Russia wins court battle over new ACT embassy site

The government has been told not to interfere with Russia's "enjoyment" of its new embassy site.

The government has been told not to interfere with Russia's "enjoyment" of its new embassy site. Photo: AAP

Russia has maintained its lease of a new embassy site in Canberra, despite a push to strip it due to inactivity.

The Russian government took the Commonwealth to court over the cancellation of the lease in Yarralumla.

The Federal Court ordered the Australian government to not interfere with Russia’s “quiet enjoyment of the land”.

The Australian government has also been ordered to not re-enter or take possession of the land for a five-year period.

The lease was cancelled by the National Capital Authority on the basis of inactivity.

Foreign affairs department secretary Jan Adams said the cancellation and subsequent reinstatement of the lease were not related to Australia’s stance against Russia and its invasion of Ukraine and were a matter of contract law.

Opposition foreign affairs spokesman Simon Birmingham said people would be concerned that Russia would be entitled to build a brand new embassy at a prime location in Canberra.

“Surely the government is looking at avenues, legal (and) appropriate avenues, to ensure the Russian Federation doesn’t get to exercise this right to build a sparkling new embassy,” he said on Thursday.

Ms Adams said Australia was a nation that respected the rule of law and property rights.
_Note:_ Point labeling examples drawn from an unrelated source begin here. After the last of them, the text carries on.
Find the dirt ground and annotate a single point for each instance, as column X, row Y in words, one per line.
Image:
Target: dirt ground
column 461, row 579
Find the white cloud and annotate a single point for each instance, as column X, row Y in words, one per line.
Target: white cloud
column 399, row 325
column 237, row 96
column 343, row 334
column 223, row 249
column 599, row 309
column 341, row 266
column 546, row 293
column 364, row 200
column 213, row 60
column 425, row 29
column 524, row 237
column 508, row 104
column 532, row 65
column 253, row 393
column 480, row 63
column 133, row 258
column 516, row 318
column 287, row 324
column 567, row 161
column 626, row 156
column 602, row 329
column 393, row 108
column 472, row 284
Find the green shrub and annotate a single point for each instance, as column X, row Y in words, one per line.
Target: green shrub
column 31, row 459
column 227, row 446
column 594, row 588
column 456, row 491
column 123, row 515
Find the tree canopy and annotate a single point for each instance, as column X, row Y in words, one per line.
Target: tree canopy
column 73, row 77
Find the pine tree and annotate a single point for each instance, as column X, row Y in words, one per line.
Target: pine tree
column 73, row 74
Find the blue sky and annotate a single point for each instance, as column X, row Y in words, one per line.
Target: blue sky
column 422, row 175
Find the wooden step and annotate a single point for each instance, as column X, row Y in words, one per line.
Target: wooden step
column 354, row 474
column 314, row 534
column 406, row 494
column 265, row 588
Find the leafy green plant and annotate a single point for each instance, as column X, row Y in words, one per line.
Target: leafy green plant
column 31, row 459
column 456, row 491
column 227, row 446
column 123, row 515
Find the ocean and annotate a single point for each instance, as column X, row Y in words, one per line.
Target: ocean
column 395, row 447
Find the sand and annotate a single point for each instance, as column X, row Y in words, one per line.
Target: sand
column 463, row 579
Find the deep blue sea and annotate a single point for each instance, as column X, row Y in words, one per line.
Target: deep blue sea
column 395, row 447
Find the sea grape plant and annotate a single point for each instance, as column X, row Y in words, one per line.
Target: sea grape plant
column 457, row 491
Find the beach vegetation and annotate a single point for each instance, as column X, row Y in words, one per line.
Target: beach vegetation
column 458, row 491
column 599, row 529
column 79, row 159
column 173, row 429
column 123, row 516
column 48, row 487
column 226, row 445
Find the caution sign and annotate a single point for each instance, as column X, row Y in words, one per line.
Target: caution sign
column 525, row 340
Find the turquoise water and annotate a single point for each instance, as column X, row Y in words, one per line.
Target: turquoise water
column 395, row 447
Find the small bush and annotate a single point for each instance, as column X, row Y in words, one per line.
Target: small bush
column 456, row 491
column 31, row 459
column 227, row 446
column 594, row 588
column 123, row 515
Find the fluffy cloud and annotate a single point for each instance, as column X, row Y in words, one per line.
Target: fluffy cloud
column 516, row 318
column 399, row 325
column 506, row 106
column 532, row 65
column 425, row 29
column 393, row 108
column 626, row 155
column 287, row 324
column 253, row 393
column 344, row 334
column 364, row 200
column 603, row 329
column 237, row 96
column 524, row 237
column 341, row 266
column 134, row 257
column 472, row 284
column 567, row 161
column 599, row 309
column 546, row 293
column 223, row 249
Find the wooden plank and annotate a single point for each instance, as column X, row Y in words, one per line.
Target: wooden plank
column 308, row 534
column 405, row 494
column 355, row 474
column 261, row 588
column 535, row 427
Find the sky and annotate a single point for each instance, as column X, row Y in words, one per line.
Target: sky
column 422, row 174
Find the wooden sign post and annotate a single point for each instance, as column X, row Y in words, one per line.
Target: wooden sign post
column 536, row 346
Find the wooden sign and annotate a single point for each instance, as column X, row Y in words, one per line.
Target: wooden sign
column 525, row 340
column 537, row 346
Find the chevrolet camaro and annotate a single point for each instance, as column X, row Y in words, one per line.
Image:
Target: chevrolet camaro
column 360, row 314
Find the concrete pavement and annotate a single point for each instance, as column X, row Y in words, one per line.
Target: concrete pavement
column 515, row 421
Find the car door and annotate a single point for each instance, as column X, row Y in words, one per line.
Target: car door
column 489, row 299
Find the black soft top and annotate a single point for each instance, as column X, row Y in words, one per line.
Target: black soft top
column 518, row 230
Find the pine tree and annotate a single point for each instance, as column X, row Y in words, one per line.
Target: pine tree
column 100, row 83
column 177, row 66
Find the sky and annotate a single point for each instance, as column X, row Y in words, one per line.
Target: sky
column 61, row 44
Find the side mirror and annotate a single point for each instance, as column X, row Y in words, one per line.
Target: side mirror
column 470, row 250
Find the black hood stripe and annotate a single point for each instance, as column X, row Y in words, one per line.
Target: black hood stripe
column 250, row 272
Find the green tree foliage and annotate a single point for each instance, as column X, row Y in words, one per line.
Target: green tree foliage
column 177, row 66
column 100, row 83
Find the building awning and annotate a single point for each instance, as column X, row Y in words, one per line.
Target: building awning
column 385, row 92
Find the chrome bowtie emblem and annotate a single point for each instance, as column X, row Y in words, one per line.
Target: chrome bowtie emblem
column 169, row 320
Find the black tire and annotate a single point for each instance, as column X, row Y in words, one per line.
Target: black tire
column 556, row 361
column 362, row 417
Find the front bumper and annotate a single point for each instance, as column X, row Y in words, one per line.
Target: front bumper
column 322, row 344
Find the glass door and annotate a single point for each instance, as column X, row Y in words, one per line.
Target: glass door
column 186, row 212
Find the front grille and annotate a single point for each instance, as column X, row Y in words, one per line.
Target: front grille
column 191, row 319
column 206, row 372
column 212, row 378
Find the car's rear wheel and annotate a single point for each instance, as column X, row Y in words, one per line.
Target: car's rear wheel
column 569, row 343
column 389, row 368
The foreign affairs department was consulted by the National Capital Authority but didn’t get involved in the proceedings.

Senator Birmingham also pushed the government to provide extra assistance to Ukraine, after Kyiv recently called for the donation of Australian Hawkei vehicles and tanks.

Ukraine has launched a public campaign for extra Australian support, backed by a social media video using footage from the Australian smash hit film Mad Max.

Senator Birmingham said it was embarrassing that Ukraine had to result to public campaigns after direct lobbying from Kyiv to the government.

“This is now a public campaign being waged by the Ukrainian government and officials, presumably out of frustration because they haven’t managed to get a response from Australia,” he said.

“It speaks to our standing in the world, it speaks to perceived support of Ukraine, it speaks to the responsiveness of the Australian government.”

The government says it continues to support Ukraine and condemns Russia’s illegal invasion.

Ms Adams also defended the fact that the Australian embassy in Kyiv was yet to reopen, despite other Western nations re-opening their consulates.

Ms Adams said no Australian embassies were open in active war zones “and certainly none that have drone and missile strikes occurring”.

Relocating back to Kyiv required a robust assessment of security, which had recently deteriorated.

Unlike some NATO countries, she said Australia didn’t have a defence presence within Ukraine.

“As soon as the conditions allow, I would be very pleased to relocate back into Kyiv,” she said.